The Chengara struggle is quite poignant. More than 7000 families are in agitation for more than eights months. They are not ready to yield to the threats of the bourgeoisie who wield power and wealth in the state. Chengara struggle has demythified two things: (i) The land reform law and the struggle for land did not do good to the landless. The landless remained landless, but the middle class bagged the full advantage of it. The martyrs of Kerala Land Reform struggle are now seen in Chengara. (ii) There is no land in Kerala. In the name of tsunami the poor fisher communities are lifted from the coastal areas and they were forcibly re-settled elsewhere. Where as the land they had occupied for many generations on the coastal areas were assigned to multi-national hotel industries and giant private tourism entrepreneurs.

 

Therefore, Rajani Kothari tries to impress us telling that the erstwhile democratic values have under gone drastic changes. There has been paradigm shift of emphasis from people to profit. We need to discover new forces. Only the victims of developments in sixty years are able to redeem democracy. They only have the authenticity and strength to redeem and re-instate human rights, social justice, eco-system and basic sense of dignity of human beings.

 

Twenty five years ago, no body was heard of talking about cultural identity. Time has come for small segments of society to gather themselves on the basis of their identity. It has been an accepted norm and practice that any product could be priced based on the cost of its production. Why then, the farmer who cultivates his land and produces rice is not permitted to fix the prices of his product? Believe me, the average monthly income of a farmer is not more than one third of the monthly income of a peon of a village co-operative society.

 

The democracy in India is constantly been guarded by the people in the villages, not in the cities or towns. The cities and towns in India welcomed emergency. So did Kerala as a whole. The same is the case with the urban bourgeoisie and the so called intellectuals. We badly need new ideologies; the old ideologies have become defunct. They are the beneficiaries of globalization. 

 

In response to the concerns raised by the participants, the speaker observed: Our hope for sustenance based on agriculture and industry has come to disappointing end. What remains is the IT.  This is the reason a person who owns 17 acres of farm land commits suicide. The only option before the farming community is ‘corporate farming’. Agriculture can no more be taken as a source of income for sustenance. Hence forth, a farmer means only a labourer in the corporate farm sector. So is the case of industry. Industry as a value plus does not exist any more. The new challenge before us is – how can we effectively and sensibly respond to the new challenges without being a slave to the IT sector.

 

Therefore, the State stands to be re-defined. The biggest enemy of democracy as we see today is the urbanized intellectuals who are the primary beneficiaries of globalization. We need a new dialectics with women, farmers, dalits, tribals, and all those who are marginalized and have been victims of all mega projects and developmental programmes. 

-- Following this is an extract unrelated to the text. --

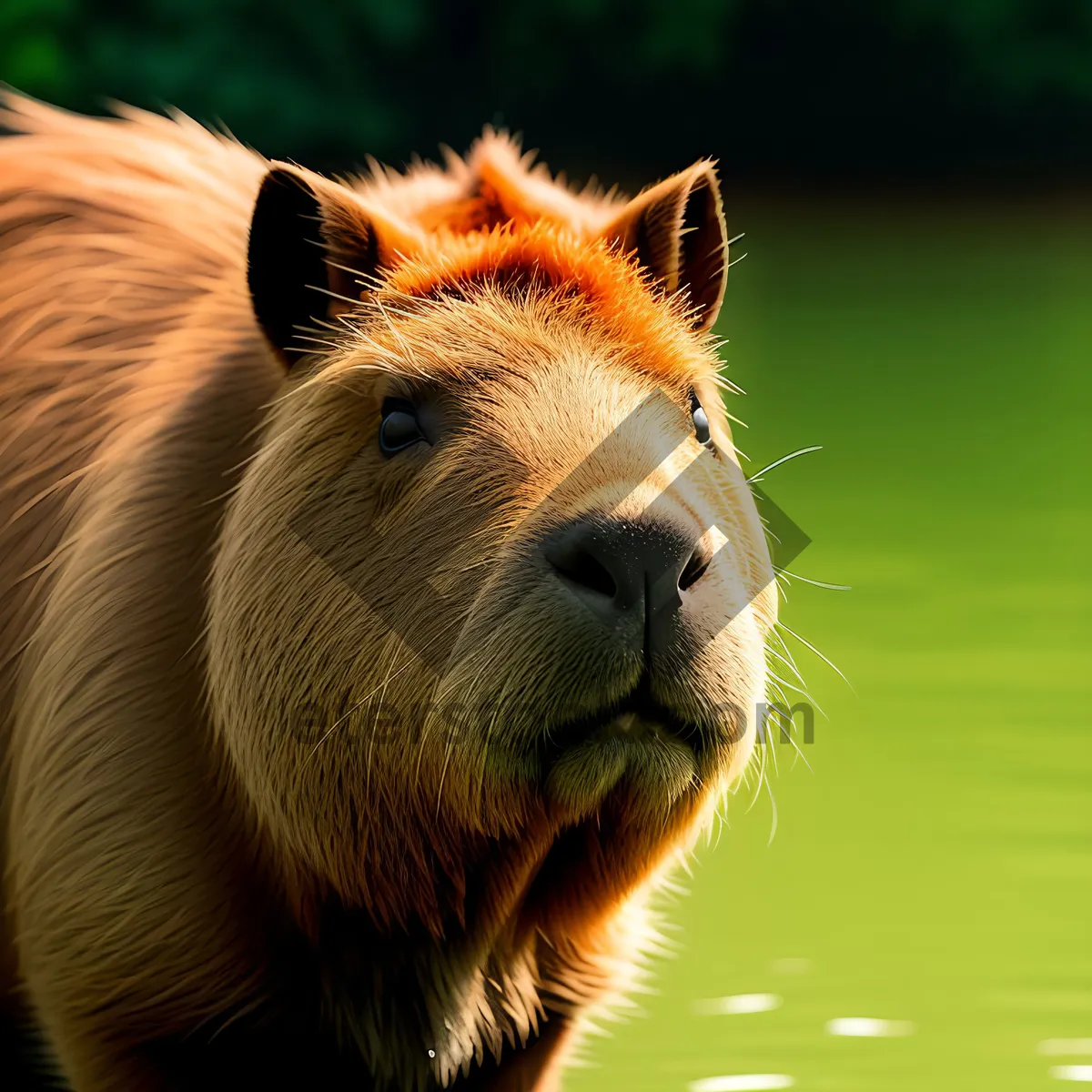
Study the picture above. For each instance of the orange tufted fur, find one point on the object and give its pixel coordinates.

We need to address how we have lost our natural resources and how the State has surrendered its immense powers to private entrepreneurs.

 

Democracy can not exist without equations and consensus. The Maoists in Nepal have found its worth and importance. No struggle in Kerala today has the presence or involvement of Naxalites. At the very entrance of Chengara ‘occupation’, you will see a board with writing as “No entry for Naxalites”. It means no struggle in future will exist without giving heed to the groans of the soil.

 

Even the language of ‘dialectics’ is masculine. We need a dialectics that is feminine in letter and spirit.